Via Romea Germanica - Cammini d'Umbria

Via Romea Germanica
Les étapes de la Via Romea Germanica en Ombrie
Via Romea Germanica
La Via Romea Germanica, longue de près de 2 200 kilomètres, est un itinéraire historique inscrit parmi les Itinéraires culturels du Conseil de l’Europe. Au Moyen Âge, elle constituait un axe de communication majeur reliant la mer du Nord à Rome : elle provient d’Allemagne, traverse l’Autriche et atteint la capitale italienne en quatre-vingt-quatorze étapes.
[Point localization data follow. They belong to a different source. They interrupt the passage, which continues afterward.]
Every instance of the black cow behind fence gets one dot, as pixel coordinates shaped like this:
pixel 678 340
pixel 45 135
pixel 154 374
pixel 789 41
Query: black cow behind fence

Les quatre étapes ombriennes, qui traversent la région sur son versant occidental, constituent un itinéraire sans difficulté particulière, se développant dans l’une des zones les plus caractéristiques et panoramiques de l’Ombrie. Lors de la première étape, les paysages de douces collines cultivées d’oliveraies et de vignobles alternent avec des vues sur le lac Trasimène et le lac de Chiusi. Sur certains tronçons, le parcours longe des zones de fouilles archéologiques où ont été mises au jour des tombes étrusques, avant de traverser quelques-uns des plus beaux villages médiévaux d’Ombrie, tels que Paciano et Allerona, inscrits parmi les « Plus Beaux Villages d’Italie ».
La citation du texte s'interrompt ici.